# Homework Help: Calc 3 Vectors

1. Sep 5, 2010

### kevin0788

1. The problem statement, all variables and given/known data
Let u= i-3j+2k, v=i+j, and w=2i+2j-4k. Find.
(d)||3u-5v+w||
(e)(1/||w||)*w
(f)||(1/||w||)*w||

2. Relevant equations
||V||=sqrt(v1^2+v2^2+v3^2)

3. The attempt at a solution
ok so for d i did 3(sqrt(1^2-3^2+2^2))-5sqrt(1^2+1^2)+sqrt(2^2+2^2-4^2)
and got 3sqrt(14) -5sqrt(2)+sqrt(8) but i know this is wrong because in the back of the book it says the answer is 2sqrt(37)
and for part e i tried (1/sqrt(2^2+2^2-4^2))*sqrt(2^2+2^2-4^2) and came up with 1/sqrt(32)*sqrt(32) and the back of the book says the answer is 1/sqrt(6)i + 1/sqrt(6)j - 2/sqrt(6)k.
i havent attempted part f yet. i thought it would be better to get part e straightened out first since they are similar. but could somebody point me in the right direction as to what i am doing wrong and maybe explain to me what the difference between part e and part f are. any help would be appreciated. thank you.

2. Sep 5, 2010

### Samuelb88

kevin0788 -

For part d, try computing the vector 3u-5v+w first, then determine the magnitude of the result. The difference between parts e, and d is in part e, you're finding the unit vector of w, and in part d, you're finding the magnitude of the unit vector of w.

- Sam

3. Sep 6, 2010

### HallsofIvy

||au+ bv|| is NOT equal to a||u||+ b||v|! As Samuelb88 said, first find 3u- 5v+ w, then find the norm.

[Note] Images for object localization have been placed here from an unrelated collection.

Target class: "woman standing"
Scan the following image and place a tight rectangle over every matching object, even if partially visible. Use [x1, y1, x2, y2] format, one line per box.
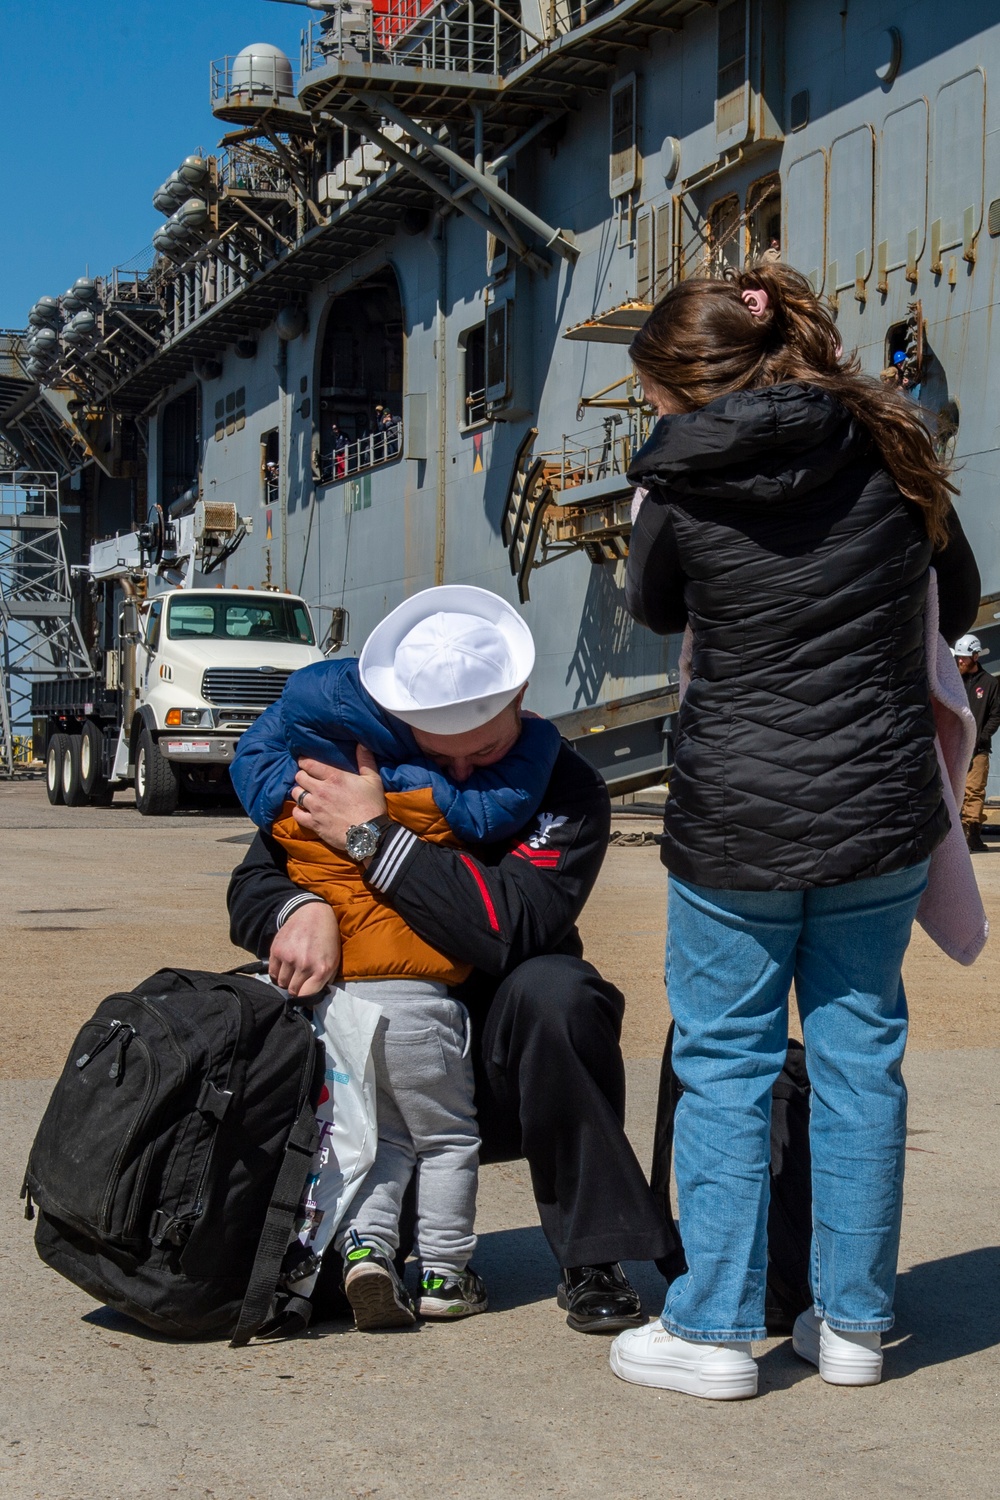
[612, 265, 980, 1400]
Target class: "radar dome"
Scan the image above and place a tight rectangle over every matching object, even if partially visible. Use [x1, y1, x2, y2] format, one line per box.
[231, 43, 294, 99]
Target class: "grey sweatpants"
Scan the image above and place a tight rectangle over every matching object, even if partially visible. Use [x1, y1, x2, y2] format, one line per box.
[335, 979, 480, 1273]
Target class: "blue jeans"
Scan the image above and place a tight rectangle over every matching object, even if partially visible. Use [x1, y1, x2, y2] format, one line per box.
[661, 860, 930, 1343]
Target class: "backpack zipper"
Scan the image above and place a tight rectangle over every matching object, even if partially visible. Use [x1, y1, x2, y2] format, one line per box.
[109, 1027, 135, 1084]
[99, 1033, 159, 1238]
[75, 1019, 123, 1071]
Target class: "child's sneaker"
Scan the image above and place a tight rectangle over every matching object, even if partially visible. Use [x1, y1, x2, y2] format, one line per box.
[418, 1267, 489, 1320]
[343, 1237, 416, 1331]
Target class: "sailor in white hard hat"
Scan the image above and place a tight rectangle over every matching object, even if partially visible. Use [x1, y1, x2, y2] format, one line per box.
[952, 633, 1000, 851]
[951, 633, 988, 662]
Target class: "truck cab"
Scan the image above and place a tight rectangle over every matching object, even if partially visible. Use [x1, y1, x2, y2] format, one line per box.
[124, 587, 326, 812]
[134, 587, 324, 773]
[37, 586, 325, 815]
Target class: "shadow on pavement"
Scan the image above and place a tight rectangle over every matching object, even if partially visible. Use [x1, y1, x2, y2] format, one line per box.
[889, 1245, 1000, 1373]
[474, 1224, 556, 1310]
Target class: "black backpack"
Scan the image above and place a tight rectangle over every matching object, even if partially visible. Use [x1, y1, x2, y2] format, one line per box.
[21, 966, 325, 1346]
[650, 1023, 813, 1334]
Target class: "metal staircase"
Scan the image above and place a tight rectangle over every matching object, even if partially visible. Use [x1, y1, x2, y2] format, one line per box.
[501, 428, 551, 602]
[0, 469, 91, 775]
[500, 414, 650, 602]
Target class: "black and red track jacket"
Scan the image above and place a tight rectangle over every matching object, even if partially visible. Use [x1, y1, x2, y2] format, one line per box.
[227, 741, 611, 992]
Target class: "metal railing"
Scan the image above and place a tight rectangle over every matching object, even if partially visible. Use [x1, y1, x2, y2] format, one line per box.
[211, 54, 300, 108]
[219, 144, 293, 197]
[0, 470, 61, 518]
[303, 3, 504, 76]
[316, 421, 403, 485]
[108, 244, 159, 302]
[464, 387, 487, 424]
[539, 411, 652, 496]
[0, 331, 29, 380]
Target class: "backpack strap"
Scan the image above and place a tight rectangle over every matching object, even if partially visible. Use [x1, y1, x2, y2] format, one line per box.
[229, 1091, 321, 1348]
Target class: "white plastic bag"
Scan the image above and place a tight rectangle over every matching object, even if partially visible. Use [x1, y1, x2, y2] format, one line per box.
[280, 984, 383, 1295]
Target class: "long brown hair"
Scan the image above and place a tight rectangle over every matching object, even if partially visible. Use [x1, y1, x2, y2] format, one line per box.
[629, 263, 956, 547]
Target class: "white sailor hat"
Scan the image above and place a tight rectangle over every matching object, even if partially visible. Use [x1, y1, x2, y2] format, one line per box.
[358, 584, 534, 734]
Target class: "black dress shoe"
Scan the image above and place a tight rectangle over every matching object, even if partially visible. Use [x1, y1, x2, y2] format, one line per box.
[556, 1262, 645, 1334]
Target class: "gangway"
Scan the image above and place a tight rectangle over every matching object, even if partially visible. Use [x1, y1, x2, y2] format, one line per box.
[0, 469, 91, 776]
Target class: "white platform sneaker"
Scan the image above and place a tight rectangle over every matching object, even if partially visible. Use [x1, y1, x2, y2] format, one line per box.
[610, 1319, 758, 1400]
[792, 1308, 883, 1385]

No, that would be (1/||w||)||w||. First find 1/||w||= 1/sqrt{2^2+ 2^2+ (-4)^2}= 1/sqrt(24), not 1/sqrt(32), then multiply that number into each component of w.
The result is a vector, not a number.
Yes, after you have found the vector in (e), take its norm. However, it is true that, for a any non-negative number, ||av||= a||v|| so that ||(1/||w||)w||= (1/||w||)||w|| which is exactly what you did for (e)!